From 2005 to 2008, Simon worked for then-San Francisco District Attorney Kamala Harris as the director of re-entry services in Harris’s office. In 2008, she became the executive director of the Lawyers Committee for Civil Rights of the San Francisco Bay Area, and in 2011 she moved to the Rosenberg Foundation, where she worked for five years.

In 2016, Simon became the president of the Akonadi Foundation, a social justice organization founded by Democratic mega-donors Wayne Jordan and Quinn Delaney, and was appointed by then-Gov. Jerry Brown to the California State University Board of Trustees. 

That same year she defeated incumbent Zakhary Mallett in the race for BART District 7, an expensive contest that saw her leverage support from unions and officeholders including Harris and Newsom to win 51-27 percent.

Simon, who is legally blind and has never driven a car, received an undergraduate degree from Mills College in 2017, and later earned a Masters of Public Administration from the University of San Francisco in 2022.

She was easily re-elected to the board in 2020, 64-36 percent. In 2022, Simon was briefly removed from the BART board because she moved just outside of her district — a law firm later found her removal unfounded and she was reinstated.

Also in 2022, she became the president of the Meadow Fund, a philanthropic venture funded by Patty Quillin, the wife of billionaire Netflix founder Reed Hastings.

Simon’s longtime consulting team is helmed by Bearstar Strategies, whose lead partner Ace Smith is also a top adviser to Newsom.

Most of the other obvious potential candidates quickly took themselves out of the running. State Assemblywomen Mia Bonta and Buffy Wicks have both endorsed Simon, as have state Sen. Nancy Skinner and former Oakland Mayor Libby Schaaf. Berkeley Mayor Jesse Arreguin and Oakland Councilman Dan Kalb are running for state Senate.

The most notable politician to keep his name in the mix is former Oakland City Councilman Loren Taylor, who told the San Francisco Chronicle in January that he was "still evaluating different options and... not closing the door" on a bid.

Taylor, 45, narrowly lost the 2022 Oakland mayoral race to Sheng Thao, 50.3-49.7 percent. The Oakland native and Case Western (1999), University of Connecticut (MS, 2001), and Berkeley (MBA, 2005) graduate had the support of many local mayors in that race including Schaaf, San Francisco’s London Breed, and San Jose’s Sam Liccardo but fell just a few hundred votes short. 

Taylor, a management consultant, expressed interest in running to succeed Lee but has not spoken about his plans since Simon entered the race.

How It Plays Out
Barring unexpected circumstances, Simon will make the general election in California’s top-two electoral system. Given how Democratic the district is, if there is another Democrat on the ballot, that person is likely to make the general election as well.

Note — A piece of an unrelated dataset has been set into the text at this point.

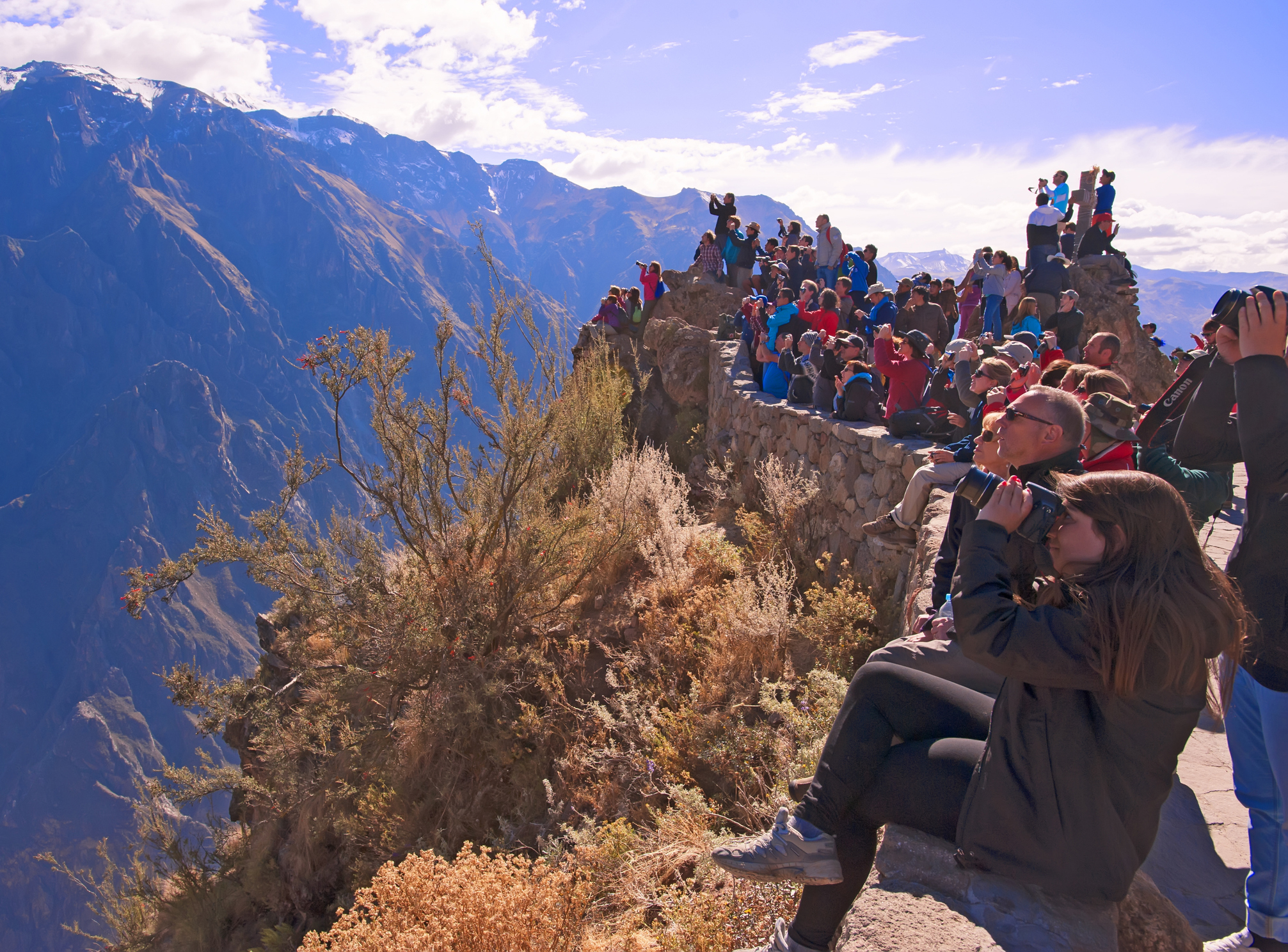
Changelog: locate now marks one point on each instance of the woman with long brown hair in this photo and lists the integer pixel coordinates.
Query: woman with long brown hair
(1060, 782)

If Taylor does run, he would almost certainly make the general election as well, given his base of support in Oakland. 

But he would be a serious underdog in the general election against Simon, given her deep relationships with the local unions and organizing networks, the political power players in the state (up to and including the vice president), and her connections to some of the region’s wealthiest Democratic donors.

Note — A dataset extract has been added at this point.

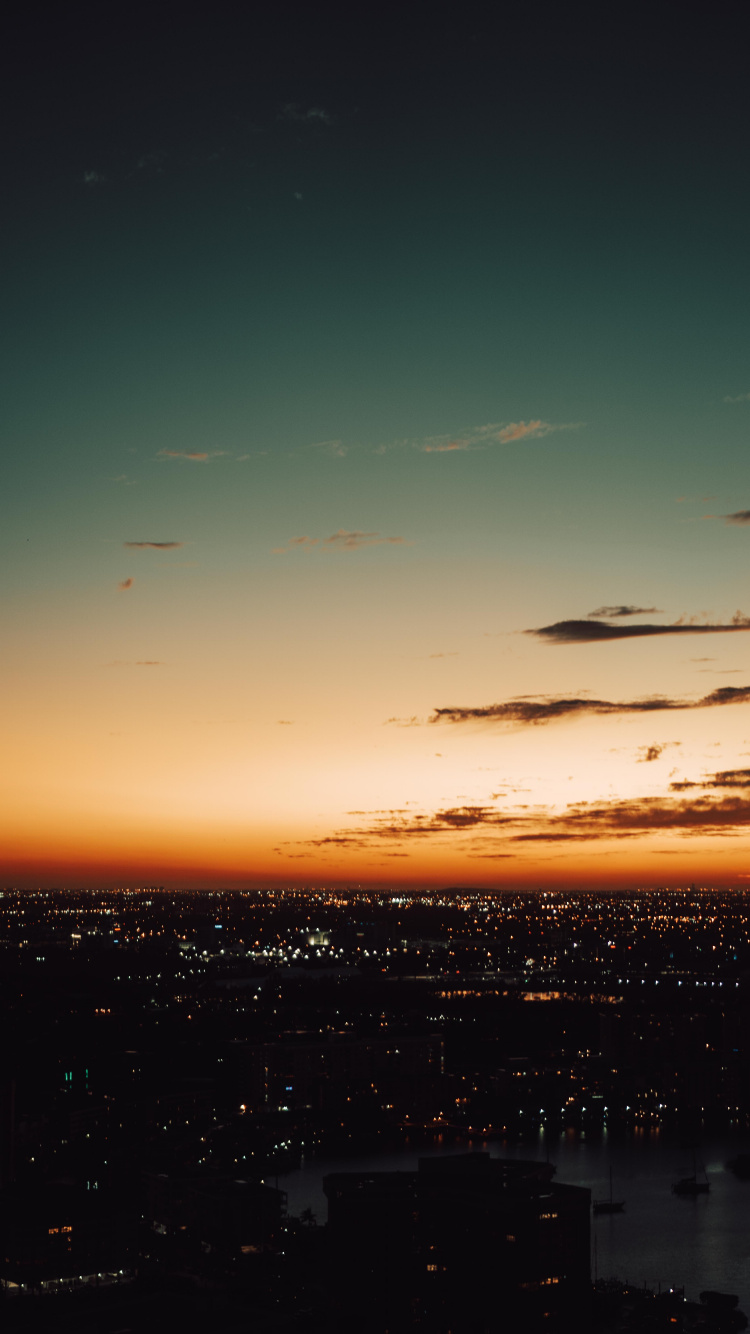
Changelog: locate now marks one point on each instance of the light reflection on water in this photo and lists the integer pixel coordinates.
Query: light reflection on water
(691, 1242)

Simon announced that she had raised $140,000 in the first 24 hours of her campaign.

Simon would be one of Congress’s most progressive members, and has staked out positions on issues such as defunding the police that might make more moderate members of the Democratic caucus anxious. But that’s not necessarily a liability in this district. Lee is also one of the chamber’s most progressive members, famously breaking with all 434 other House members to vote against the Afghanistan War and receiving death threats for it. Before Lee, Dellums was the first self-described socialist to serve in Congress in the post-war era. 

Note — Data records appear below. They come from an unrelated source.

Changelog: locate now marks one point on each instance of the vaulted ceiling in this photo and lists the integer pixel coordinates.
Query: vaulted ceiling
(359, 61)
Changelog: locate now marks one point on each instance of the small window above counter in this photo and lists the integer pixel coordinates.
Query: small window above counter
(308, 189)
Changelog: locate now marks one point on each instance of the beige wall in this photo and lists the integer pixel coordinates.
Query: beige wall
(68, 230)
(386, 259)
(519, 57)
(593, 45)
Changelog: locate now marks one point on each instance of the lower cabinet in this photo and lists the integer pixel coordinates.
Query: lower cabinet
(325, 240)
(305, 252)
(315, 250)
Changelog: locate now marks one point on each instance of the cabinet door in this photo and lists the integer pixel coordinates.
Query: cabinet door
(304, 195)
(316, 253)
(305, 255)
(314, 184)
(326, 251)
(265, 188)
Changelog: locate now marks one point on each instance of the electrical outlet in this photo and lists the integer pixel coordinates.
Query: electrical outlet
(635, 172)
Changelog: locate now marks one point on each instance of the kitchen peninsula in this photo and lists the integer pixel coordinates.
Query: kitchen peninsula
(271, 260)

Taylor, the former councilman, did recently make news for chastising Thao, the current mayor, for suspending Oakland’s police chief after a report detailing police misconduct was released, calling the decision “excessive.”

But the district is so Democratic, it’s not clear if there would be room for Taylor to run effectively to Simon’s right, and he can’t rely on the few  GOP voters to help him compile a majority.